Christoph Böll wagt sich an eine filmische Annäherung an die „Situation Kunst” und den Kunsthistoriker Max Imdahl.

Das „Terminal” von Richard Serra – ein so gewagtes wie gewichtiges Kunstwerk. Seit 30 Jahren hält es in rostiger Präsenz stille Wacht vorm Hauptbahnhof. Inzwischen ist der Trumm ein Bochumer Symbol geworden, an dem mancher schon achtlos vorbei geht.

Genau hingucken

Zwei, die immer noch genau hingucken, wenn sie am „Terminal” vorbei kommen, sind Christoph Böll (59), der Filmemacher, und Peter Lohmeyer (47), der Schauspieler. Dieser Tage unterzogen sie wieder einmal der Serra-Plastik eine persönliche Visitation, und das aus gutem Grund. Wie berichtet, arbeitet Böll zurzeit an einer filmischen Dokumentation über die „Situation Kunst” und den unvergessenen Bochumer Kunsthistoriker Max Imdahl (1925-1988). „Die Aufstellung des ,Terminals' war 1979 mit einer unglaublich emotionalen Auseinandersetzung verbunden”, erinnert sich Böll. Und Imdahl war ein Wegbereiter der damals nicht selbstverständlichen Entwicklung, sich mit modernen Kunst zu konfrontieren.

Allerlei Recherchen

Böll hat in den letzten Monaten allerlei Recherchen angestellt. Er suchte und fand in Archiven Film-Dokumente über Imdahl aus den 70er Jahren, er interviewte Zeitzeugen, etwa den früheren Vorsitzenden des Kulturausschausses, Fritz Bahlo, sowie Weggefährten Imdahls aus dem Umfeld der Ruhr-Uni. Und er nahm sich Zeit, um die „Situation Kunst” im Weitmarer Schlosspark, jene Ausstellung mit fernöstlicher und zeitgenössischer Kunst, die Imdahl gewidmet ist, mit der Kamera zu ergründen. Es entstanden stille, emotionale, ungemein kraftvolle Bilder, in denen die „Kunst” zu reden anfängt.

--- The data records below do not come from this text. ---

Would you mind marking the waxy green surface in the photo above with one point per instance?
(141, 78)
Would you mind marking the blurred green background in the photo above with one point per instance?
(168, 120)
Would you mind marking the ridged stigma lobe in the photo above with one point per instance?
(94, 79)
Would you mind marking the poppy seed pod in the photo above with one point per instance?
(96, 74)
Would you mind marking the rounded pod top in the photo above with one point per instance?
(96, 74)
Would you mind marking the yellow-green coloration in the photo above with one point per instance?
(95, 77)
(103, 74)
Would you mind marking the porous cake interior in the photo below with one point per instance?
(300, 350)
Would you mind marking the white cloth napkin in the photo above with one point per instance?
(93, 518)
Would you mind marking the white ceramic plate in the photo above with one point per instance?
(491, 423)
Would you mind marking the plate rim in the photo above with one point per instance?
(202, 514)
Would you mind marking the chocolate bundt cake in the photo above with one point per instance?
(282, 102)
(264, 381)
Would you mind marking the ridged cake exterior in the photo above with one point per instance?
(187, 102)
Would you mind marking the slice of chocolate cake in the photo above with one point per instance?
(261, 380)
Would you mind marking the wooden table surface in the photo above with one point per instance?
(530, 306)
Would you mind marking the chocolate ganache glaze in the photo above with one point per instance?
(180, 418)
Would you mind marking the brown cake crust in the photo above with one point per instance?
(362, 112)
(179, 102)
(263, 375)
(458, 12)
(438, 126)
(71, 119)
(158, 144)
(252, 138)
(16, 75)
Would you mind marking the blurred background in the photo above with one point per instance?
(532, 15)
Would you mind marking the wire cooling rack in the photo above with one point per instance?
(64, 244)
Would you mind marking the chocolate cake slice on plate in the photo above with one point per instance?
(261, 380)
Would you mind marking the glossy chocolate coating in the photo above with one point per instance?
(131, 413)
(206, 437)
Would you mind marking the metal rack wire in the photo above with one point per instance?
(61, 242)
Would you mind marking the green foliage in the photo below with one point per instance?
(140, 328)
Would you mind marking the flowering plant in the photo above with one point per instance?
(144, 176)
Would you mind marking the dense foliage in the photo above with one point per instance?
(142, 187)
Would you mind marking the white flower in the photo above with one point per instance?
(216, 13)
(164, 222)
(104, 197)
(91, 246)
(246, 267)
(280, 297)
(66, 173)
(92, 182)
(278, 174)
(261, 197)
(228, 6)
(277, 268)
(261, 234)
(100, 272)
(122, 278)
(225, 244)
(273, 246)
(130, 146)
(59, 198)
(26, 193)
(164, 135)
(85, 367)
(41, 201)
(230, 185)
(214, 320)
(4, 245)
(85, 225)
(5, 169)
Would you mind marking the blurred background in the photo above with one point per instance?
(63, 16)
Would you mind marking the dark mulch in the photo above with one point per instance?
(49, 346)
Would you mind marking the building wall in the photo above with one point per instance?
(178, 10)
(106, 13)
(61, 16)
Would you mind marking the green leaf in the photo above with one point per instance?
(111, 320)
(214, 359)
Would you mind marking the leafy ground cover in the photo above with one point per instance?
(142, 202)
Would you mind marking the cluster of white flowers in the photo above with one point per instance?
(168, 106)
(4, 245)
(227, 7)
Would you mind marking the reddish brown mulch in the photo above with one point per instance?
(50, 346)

Annäherungen an die karge Kunst

Einer , der die sperrigen Arbeiten in Weitmar für sich entdeckte, ist Schauspieler Peter Lohmeyer, der mit seiner Frau Sarah Wiener vor Bölls Kamera Annäherungen an die Serra-Plastik in der Situation Kunst wagte. Lohmeyer zeigt sich beeindruckt von der Präsenz des Plastischen in den kargen Ausstellungshallen. „Kunst als Begegnung mit sich selbst ist eine unglaubliche Erfahrung”, sagt der bühnen- und filmerprobte Darsteller: „Man muss sich jedoch intensiv auf diese ,Spiel', das Kunst auch immer ist, einlassen.”

"Man muss sich einlassen"

Auch Böll „lässt sich ein”. Anfangs war es die Situation Kunst, die im Vordergrund seiner filmisch-künstlerischen Aneignung stand. Dann ging die Recherche tiefer, und immer wieder fand er beim Graben in der Vergangenheit Spuren und Einschätzungen von Max Imdahl. „Man macht eine Tür auf und stößt sofort wieder auf Neues”, beschreibt Böll den Arbeitsprozess für seinen Film-Essay, Arbeitstitel: „Sehenden Auges.

Emotionaler Zugang des Zuschauers

Wann seine Reflexion über Kunst, Kunstverständnis und Kunstvermittlung „fertig” sein wird, kann der Regisseur (noch) nicht sagen. Sein Plan ist es, dem „Terminal”, ja: der Konkreten Kunst überhaupt, die Möglichkeiten zu geben, möglichst beredet „sich selbst zu erklären”, mithin einen Film zu drehen, der es dem Zuschauer ermöglicht, emotionalen Zugang zu der oft als sperrig aufgefassten Kunst aufzubauen. Dabei hat er ein Vorbild: Wer Max Imdahl nämlich bezüglich eines Kunstwerks verständnislos sagte „Damit kann ich nichts anfangen!”, dem antwortet er: „Dann fang' doch mal an, anzufangen!”

Christoph Böll möchte diesen Anfang wagen.